Query Refinement for Patent Prior Art Search

Decanato - Facoltà di scienze informatiche

Data d'inizio: 23 Giugno 2014

Data di fine: 24 Giugno 2014

You are cordially invited to attend the PhD Dissertation Defense of Parvaz MAHDABI on Monday, June 23 at 14h30 in room SI-006 (Informatics building)
 
Abstract:
A patent is a contract between the inventor and the state, granting a limited time period to the inventor to exploit his invention. In exchange, the inventor must put a detailed description of his invention in the public domain.
Patents can encourage innovation and economic growth but at the time of economic crisis patents can hamper such growth. The long duration of the application process is a big obstacle that needs to be addressed to maximize the benefit of patents on innovation and economy. This time can be significantly improved by changing the way we search the patent and non-patent literature.

Despite the recent advancement of general information retrieval and the revolution of Web Search engines, there is still a huge gap between the emerging technologies from the research labs and adapted by major internet search engines, and the systems which are in use by the patent search communities.

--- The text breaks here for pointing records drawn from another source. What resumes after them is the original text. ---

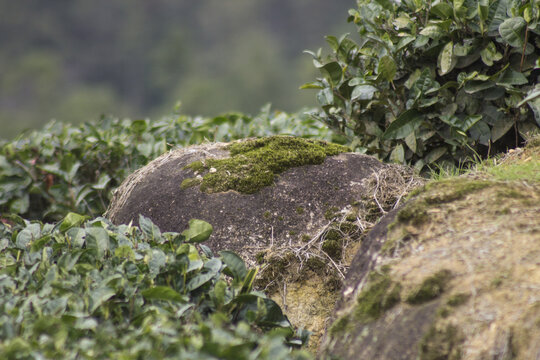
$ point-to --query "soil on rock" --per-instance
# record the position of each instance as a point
(293, 208)
(302, 229)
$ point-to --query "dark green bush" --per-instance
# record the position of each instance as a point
(91, 290)
(433, 81)
(47, 173)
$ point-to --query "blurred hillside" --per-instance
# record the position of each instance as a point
(74, 60)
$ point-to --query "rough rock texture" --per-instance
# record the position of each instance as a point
(453, 274)
(293, 207)
(303, 230)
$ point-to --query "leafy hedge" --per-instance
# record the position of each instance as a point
(433, 81)
(46, 174)
(88, 289)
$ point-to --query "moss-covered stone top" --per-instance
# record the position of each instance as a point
(253, 164)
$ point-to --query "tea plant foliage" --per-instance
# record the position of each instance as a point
(88, 289)
(62, 168)
(433, 81)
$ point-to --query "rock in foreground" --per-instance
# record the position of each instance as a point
(453, 274)
(255, 193)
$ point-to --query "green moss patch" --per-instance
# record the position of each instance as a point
(381, 294)
(431, 288)
(441, 344)
(255, 163)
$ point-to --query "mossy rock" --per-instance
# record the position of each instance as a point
(452, 274)
(254, 192)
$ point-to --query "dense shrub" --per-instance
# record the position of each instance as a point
(47, 173)
(92, 290)
(433, 81)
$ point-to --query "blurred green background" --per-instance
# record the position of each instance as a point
(74, 60)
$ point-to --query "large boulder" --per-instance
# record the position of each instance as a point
(453, 274)
(269, 191)
(297, 207)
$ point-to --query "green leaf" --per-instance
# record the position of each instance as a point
(198, 231)
(501, 127)
(199, 280)
(432, 32)
(405, 124)
(387, 68)
(249, 279)
(312, 85)
(532, 94)
(325, 97)
(332, 72)
(534, 104)
(333, 42)
(511, 77)
(98, 240)
(481, 132)
(363, 92)
(475, 86)
(102, 182)
(435, 154)
(469, 121)
(235, 264)
(489, 54)
(163, 293)
(398, 154)
(99, 296)
(72, 220)
(447, 60)
(149, 228)
(410, 140)
(512, 31)
(442, 10)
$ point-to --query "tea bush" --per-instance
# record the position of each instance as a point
(47, 173)
(433, 81)
(89, 289)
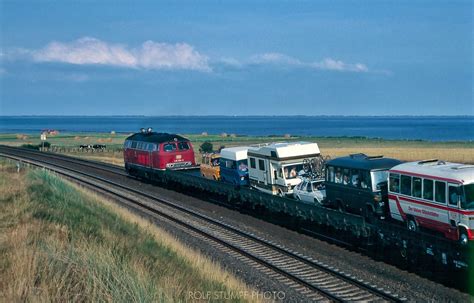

In this thesis we investigate the problem of patent prior art search in patent retrieval with the goal of finding documents which describe the idea of a query patent. A query patent is a full patent application composed of hundreds of terms which does not represent a single focused information need. Other relevant evidences (e.g. classification tags, and bibliographical data) provide additional details about the underlying information need of the query patent.
 
The first goal of this thesis is to estimate a uni-gram query model from the textual fields of a query patent. We then improve the initial query representation using noun phrases extracted from the query patent. We show that expansion in a query-dependent manner is useful. The second contribution of this thesis is to address the term mismatch problem from a query formulation point of view by integrating multiple relevance evidences associated with the query patent. To do this, we enhance the initial representation of the query with the term distribution of community of inventors related to the topic of the query patent. We then build a lexicon using classification tags and show that query expansion using this lexicon and considering the proximity information (between query and expansion terms) can improve the retrieval performance. We performed an empirical evaluation of our proposed models on two patent datasets. The experimental results show that our proposed models can achieve significantly better results than the baseline and other enhanced models.

Dissertation Committee:

  • Prof. Fabio Crestani, Università della Svizzera italiana, Switzerland (Research Advisor)
  • Dr. Monica Landoni, Università della Svizzera italiana, Switzerland (Research co-Advisor)
  • Prof. Kai Hormann, Università della Svizzera italiana, Switzerland (Internal Member)
  • Prof. Evanthia Papadopoulou, Università della Svizzera italiana, Switzerland (Internal Member)
  • Prof. Gareth J. E. Jones, Dublin City University, Ireland (External Member)
  • Prof. Andreas Rauber, Vienna University of Technology, Austria (External Member)